I noticed recently that when creating a project on Fly if the project is detected as a JavaScript type it will use Dockerfile instead of Heroku build pack.
In the default generated Dockerfile we can see the following configuration:
# ...
RUN mkdir /app
WORKDIR /app
ENV NODE_ENV production
COPY . .
RUN yarn
# ...
If we set NODE_ENV
to production
on build time, the default behavior of yarn
is that it will not download devDependencies
, which may result in non-global commands not being available. (JS developers usually configure them in the devDependencies
)
A simple example is that TypeScript users usually place the typescript
dependency in devDependencies
and then compile it with tsc
in scripts, then we may fail at deployment time because tsc
cannot be found. This is an implicit behavior, and I think users unfamiliar with yarn
/ npm
may need to debug for this for quite a while.
If possible, it is recommended to add a comment stating # ...
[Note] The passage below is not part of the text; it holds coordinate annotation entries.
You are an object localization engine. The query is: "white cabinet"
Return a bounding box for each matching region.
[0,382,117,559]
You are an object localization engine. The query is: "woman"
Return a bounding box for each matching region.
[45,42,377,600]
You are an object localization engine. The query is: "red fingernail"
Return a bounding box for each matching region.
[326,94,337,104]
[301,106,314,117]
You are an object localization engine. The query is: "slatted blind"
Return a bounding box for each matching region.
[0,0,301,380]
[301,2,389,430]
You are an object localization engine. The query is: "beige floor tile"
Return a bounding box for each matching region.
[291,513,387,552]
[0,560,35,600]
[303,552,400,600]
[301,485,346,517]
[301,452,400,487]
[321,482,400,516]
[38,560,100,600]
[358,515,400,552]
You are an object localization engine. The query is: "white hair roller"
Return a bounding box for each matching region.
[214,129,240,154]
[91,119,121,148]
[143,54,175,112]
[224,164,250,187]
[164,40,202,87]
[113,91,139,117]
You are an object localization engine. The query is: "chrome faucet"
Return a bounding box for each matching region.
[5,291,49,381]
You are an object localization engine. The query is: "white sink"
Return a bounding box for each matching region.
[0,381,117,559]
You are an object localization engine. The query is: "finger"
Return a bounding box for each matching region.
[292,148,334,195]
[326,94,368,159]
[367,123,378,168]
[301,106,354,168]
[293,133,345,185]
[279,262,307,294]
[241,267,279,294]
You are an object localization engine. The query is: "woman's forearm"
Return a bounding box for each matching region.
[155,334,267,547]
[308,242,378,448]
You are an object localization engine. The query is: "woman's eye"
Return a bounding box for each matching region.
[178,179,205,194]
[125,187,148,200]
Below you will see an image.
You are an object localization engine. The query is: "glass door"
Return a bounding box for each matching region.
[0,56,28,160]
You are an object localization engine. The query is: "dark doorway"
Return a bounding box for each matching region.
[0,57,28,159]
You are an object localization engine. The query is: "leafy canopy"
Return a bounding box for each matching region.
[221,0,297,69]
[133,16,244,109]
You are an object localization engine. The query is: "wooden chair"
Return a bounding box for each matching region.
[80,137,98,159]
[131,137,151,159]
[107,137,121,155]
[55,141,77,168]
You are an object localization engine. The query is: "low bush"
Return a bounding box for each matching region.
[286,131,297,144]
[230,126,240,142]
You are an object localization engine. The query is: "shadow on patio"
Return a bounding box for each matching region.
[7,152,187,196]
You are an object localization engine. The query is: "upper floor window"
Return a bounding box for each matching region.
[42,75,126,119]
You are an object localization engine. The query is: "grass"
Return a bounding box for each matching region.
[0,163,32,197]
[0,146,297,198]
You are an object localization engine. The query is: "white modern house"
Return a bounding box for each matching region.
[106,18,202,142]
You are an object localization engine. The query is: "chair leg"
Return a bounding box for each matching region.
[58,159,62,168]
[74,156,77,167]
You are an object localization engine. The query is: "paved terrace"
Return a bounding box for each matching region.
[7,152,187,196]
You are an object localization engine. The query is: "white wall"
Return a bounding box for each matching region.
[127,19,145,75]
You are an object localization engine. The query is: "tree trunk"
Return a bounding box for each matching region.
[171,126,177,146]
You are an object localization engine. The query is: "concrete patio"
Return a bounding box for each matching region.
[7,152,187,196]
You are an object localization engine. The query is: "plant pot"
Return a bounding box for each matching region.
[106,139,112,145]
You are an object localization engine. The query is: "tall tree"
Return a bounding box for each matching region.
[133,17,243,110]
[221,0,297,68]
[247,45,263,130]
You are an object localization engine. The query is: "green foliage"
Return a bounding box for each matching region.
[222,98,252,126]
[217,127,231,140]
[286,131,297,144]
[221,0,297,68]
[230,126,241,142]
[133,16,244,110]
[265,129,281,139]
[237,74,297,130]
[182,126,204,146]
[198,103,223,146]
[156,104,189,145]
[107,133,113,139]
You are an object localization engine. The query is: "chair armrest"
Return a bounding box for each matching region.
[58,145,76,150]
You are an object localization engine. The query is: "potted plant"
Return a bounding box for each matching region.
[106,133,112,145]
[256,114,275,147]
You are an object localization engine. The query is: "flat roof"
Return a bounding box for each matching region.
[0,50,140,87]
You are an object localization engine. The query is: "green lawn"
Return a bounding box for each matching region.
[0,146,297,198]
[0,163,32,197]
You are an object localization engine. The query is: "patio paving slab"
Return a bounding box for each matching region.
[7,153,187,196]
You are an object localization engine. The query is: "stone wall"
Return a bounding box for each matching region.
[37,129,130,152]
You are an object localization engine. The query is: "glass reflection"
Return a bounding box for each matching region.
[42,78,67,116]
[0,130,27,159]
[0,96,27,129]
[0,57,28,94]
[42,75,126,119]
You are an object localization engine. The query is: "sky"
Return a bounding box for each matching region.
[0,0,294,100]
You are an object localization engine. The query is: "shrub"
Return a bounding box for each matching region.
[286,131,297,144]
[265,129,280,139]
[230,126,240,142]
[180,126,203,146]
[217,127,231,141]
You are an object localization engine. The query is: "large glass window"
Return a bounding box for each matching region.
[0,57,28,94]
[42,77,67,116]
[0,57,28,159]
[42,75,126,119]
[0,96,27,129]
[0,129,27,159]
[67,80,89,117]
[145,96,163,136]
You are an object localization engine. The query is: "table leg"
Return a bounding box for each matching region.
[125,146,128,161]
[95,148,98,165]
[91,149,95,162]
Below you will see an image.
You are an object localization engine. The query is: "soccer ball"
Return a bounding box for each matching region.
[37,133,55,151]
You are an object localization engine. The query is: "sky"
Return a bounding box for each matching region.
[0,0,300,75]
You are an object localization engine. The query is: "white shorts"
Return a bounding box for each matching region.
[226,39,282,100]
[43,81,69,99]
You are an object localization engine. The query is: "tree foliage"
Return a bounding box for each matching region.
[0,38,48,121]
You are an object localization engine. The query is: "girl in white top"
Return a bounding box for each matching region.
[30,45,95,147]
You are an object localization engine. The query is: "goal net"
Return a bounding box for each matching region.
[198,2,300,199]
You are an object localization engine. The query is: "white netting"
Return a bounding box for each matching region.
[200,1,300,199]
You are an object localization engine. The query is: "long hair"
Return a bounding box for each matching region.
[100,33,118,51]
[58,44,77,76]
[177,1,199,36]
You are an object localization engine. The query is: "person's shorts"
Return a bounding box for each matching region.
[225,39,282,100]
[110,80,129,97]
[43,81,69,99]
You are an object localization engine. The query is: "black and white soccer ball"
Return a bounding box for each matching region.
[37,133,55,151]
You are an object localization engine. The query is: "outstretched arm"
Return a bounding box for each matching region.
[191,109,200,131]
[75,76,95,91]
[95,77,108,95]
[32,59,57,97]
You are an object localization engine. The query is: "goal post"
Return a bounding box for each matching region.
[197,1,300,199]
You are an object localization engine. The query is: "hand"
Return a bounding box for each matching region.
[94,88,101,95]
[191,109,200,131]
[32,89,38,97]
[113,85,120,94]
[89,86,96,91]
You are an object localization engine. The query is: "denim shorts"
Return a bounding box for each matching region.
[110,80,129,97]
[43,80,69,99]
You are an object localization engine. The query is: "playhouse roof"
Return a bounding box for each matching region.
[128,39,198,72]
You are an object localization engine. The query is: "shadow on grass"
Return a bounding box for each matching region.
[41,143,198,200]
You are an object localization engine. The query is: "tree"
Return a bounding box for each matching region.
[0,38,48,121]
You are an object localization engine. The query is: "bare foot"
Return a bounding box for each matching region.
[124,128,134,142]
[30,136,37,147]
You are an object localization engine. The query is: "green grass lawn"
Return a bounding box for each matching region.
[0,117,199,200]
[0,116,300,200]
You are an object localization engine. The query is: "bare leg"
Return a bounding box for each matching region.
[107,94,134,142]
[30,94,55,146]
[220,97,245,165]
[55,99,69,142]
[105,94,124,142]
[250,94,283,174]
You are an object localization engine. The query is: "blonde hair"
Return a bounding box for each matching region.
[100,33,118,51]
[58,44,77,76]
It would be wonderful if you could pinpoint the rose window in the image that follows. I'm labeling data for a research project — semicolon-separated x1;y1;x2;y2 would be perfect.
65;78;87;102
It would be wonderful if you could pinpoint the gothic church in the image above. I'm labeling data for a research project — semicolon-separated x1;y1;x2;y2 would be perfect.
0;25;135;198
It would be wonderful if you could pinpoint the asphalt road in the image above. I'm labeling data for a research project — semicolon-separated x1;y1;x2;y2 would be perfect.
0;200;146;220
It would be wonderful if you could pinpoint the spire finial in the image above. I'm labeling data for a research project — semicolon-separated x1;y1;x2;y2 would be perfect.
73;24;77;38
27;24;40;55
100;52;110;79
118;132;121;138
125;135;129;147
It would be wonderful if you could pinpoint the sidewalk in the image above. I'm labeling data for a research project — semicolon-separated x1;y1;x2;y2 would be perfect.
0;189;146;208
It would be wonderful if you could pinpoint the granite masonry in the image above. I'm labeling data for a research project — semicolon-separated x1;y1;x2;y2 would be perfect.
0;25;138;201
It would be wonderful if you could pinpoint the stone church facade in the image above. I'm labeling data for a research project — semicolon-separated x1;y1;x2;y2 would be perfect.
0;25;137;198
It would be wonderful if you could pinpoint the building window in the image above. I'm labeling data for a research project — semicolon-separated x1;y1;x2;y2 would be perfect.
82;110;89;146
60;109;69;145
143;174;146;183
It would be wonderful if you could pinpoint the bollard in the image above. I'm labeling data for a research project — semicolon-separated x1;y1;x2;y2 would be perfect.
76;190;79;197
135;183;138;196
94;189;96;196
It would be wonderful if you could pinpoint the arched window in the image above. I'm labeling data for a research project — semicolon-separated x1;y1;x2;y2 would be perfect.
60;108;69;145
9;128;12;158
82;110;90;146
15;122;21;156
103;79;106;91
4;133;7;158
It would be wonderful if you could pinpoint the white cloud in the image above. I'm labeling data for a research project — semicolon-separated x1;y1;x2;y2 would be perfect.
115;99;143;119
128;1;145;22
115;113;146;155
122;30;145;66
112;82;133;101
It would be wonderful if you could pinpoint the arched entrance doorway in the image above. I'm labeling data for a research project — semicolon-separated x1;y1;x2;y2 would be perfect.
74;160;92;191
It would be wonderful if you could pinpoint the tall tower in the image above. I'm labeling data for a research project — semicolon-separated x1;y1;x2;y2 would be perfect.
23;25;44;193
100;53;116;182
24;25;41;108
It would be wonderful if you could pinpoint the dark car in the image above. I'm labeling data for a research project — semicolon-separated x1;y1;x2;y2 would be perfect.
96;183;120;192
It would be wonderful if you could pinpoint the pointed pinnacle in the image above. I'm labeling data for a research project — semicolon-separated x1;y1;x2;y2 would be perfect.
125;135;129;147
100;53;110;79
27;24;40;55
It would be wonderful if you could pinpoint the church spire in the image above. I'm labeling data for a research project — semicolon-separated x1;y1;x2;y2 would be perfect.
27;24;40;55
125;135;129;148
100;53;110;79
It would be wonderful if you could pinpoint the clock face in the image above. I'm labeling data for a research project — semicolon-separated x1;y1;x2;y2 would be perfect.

when generating the Dockerfile template (as there is no documentation or starting example project on this), which would be helpful in a JavaScript ecosystem where compilation and bundle are very common.
In fact, if we’re not deploying to a volume-sensitive environment like serverless, it’s not offensive to download extra packages in the container, and if Fly wants to make deep optimizations to NodeJS’ bundle behavior, perhaps the following is a better choice:
- Use the documentation to prompt the user for ways to reduce the size of the image
- Add a comment to the generated Dockerfile
- After the JavaScript project completes the bundle, remove all files in
node_modules
that are unrelated todevDependencies
. These actions should become an additional image or utils that can be enabled manually by the user.